Organized by six women who took their inspiration from various SlutWalk mobilizations across the U.S. and elsewhere, three of the organizers shared their personal stories of sexual assault from the stage. Children, dogs, drag queens, women in hijabs and people wearing little more than short-shorts filled Terry Shrunk Plaza to listen to the speeches.

Signs read "Hijabs, hoodies, hotpants. My body, my choice!" and "Rape pre-dates minskirts!" Chants from the crowd included, "Whatever we wear, where ever we go: Yes means yes and no means no!" and "We will not be ashamed--sexual violence must be named!"

Sterling Clark spoke from the stage saying that "SlutWalk is for everyone" after explaining that sexual violence is not solely a women's issue but a societal problem driven by a culture that encourages rape and violence against women. She added, "Sexual abuse is a sign of sickness in the abuser...Too many of us are survivors, too many of us are ashamed to talk about our experiences. There is no reason for any of us to walk around feeling guilty or dirty about who we are and what we cannot control."

Like most of the participants in the SlutWalk, Sterling said her dream is to see "that the next generation will have no need for a march like this."

Ryan Basille, talked about her experience as a young woman being confused about her rape due to misunderstanding her own sexuality in combination with knowing her attacker. Ryan explained to the crowd, "Sexual justice is about giving all of us the right to say 'yes' to pleasure without shame or fear. It's also about giving all of us the right to say 'no'--and that no will be respected regardless of who we are, whom we have touched, what we are wearing or how we identify."

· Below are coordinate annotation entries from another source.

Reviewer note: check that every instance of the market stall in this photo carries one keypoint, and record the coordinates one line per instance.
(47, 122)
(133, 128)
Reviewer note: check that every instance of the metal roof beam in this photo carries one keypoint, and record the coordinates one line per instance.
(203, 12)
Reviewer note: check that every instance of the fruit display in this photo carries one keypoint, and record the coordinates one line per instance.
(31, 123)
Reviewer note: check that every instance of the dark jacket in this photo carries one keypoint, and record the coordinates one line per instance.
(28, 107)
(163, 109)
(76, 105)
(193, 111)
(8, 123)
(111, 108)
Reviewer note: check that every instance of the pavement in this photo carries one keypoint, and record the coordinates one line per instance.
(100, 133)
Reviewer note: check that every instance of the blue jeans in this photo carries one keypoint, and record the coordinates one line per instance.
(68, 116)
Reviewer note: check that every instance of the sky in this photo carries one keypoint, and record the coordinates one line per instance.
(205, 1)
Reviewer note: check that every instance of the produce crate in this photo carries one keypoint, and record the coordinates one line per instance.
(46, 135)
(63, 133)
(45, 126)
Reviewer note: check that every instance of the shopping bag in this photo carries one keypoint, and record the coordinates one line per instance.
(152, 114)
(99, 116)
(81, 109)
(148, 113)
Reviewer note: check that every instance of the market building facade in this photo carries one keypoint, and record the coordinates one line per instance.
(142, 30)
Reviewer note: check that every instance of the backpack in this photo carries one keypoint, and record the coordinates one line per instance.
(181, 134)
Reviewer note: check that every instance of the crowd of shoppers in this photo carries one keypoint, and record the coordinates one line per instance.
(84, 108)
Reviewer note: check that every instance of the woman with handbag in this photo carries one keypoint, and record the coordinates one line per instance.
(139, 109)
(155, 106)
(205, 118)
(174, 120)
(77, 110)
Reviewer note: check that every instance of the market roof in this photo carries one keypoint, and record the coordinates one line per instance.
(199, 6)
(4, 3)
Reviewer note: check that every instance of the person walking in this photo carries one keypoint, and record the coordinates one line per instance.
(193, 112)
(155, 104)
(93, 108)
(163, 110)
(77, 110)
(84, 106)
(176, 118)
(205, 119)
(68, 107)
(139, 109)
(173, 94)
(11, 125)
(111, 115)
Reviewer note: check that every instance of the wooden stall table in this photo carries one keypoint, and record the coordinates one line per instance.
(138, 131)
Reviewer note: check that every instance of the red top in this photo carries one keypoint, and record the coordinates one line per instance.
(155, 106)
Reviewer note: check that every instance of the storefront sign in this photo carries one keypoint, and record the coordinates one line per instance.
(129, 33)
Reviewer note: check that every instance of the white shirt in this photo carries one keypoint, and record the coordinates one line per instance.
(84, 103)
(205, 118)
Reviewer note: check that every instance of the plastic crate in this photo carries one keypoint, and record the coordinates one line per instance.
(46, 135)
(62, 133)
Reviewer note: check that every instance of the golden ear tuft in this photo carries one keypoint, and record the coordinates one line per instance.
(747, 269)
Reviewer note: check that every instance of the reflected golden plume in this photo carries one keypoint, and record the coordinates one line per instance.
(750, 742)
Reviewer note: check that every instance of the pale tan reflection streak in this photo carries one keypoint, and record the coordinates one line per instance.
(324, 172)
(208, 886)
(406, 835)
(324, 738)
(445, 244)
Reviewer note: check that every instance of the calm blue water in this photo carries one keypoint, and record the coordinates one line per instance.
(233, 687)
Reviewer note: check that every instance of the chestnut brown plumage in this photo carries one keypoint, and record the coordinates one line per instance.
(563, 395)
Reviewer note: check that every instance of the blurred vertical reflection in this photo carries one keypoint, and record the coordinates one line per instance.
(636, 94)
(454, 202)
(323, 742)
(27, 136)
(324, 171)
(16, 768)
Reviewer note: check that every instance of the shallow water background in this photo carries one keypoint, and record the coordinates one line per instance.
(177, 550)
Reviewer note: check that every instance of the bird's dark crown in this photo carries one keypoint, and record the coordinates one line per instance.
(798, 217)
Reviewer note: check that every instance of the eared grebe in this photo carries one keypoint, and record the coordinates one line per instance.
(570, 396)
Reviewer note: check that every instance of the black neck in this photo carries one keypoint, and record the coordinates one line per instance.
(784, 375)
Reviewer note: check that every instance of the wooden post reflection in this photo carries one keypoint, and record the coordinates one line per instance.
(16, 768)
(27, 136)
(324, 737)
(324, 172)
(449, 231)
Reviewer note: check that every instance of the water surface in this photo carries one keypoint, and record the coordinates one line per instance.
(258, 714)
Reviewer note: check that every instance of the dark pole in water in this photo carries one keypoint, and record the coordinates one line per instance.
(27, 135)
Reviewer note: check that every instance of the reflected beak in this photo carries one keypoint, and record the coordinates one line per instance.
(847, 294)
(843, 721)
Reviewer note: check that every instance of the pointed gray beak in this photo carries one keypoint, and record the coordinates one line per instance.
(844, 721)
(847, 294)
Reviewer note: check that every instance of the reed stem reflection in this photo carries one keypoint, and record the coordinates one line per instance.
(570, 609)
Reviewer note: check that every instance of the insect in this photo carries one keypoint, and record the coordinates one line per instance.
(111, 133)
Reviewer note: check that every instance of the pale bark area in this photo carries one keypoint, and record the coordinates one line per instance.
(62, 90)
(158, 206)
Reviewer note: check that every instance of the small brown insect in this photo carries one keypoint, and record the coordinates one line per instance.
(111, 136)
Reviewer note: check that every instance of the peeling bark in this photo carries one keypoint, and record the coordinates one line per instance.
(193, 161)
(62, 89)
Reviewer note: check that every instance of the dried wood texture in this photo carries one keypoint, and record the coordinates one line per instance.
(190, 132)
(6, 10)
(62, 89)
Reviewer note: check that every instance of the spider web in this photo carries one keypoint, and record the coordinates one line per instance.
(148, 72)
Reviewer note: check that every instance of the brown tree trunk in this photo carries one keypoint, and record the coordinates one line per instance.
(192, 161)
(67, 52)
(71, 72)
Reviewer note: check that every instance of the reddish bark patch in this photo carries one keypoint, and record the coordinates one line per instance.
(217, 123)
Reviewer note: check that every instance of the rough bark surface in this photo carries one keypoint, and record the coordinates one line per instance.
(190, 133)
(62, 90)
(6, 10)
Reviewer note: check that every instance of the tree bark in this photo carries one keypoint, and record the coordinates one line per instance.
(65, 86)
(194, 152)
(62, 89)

Ryan then spoke about how LGBT people, people of color and transwomen in particular are subject to a disproportionate number of sexual assaults. She commented, "Law enforcement [are] our perpetrators, not those who serve or protect us"--referencing the murder of eight sex workers in Long Island in the past year by someone who is suspected of being a member of law enforcement.

Ryan wrapped up her speech saying. "We are a wrench in your machine, proving that power is claimed and reclaimed...shared, multiplied, expressed through nonconformity and breaking silence--through resilience, beauty, all that is innately in our nature, not something that can be conquered or stolen."

Sophia St. James drew on some powerful statistics to make her point starting with "One in six women are assaulted or raped at some point in their life. One in thirty-three men will be assaulted or raped at some point in their lifetime. Fifty percent of transgendered individuals will be raped or assaulted at some point during their transition."

Continuing, she explained that these statistics are misleading because only one in ten sexual assaults and rapes are ever reported. "I'm not just a victim of sexual assault and rape, I am a victim of rape culture," she said.

She added:

We are parents, we are business professionals, we are students, we are transgendered individuals, we are cisgendered individuals, we are queer, we are heterosexual, we are under-educated, we are college educated, we are people of color, we are white, we are gender queer and we all share the same common goal--to end victim-blaming and victim-shaming and change the fucked-up rape culture that our society embraces.

Marches like this are a brilliant first step towards a better world in which no one has to endure living without full control over their bodies.

Sarah Levy contributed to this article.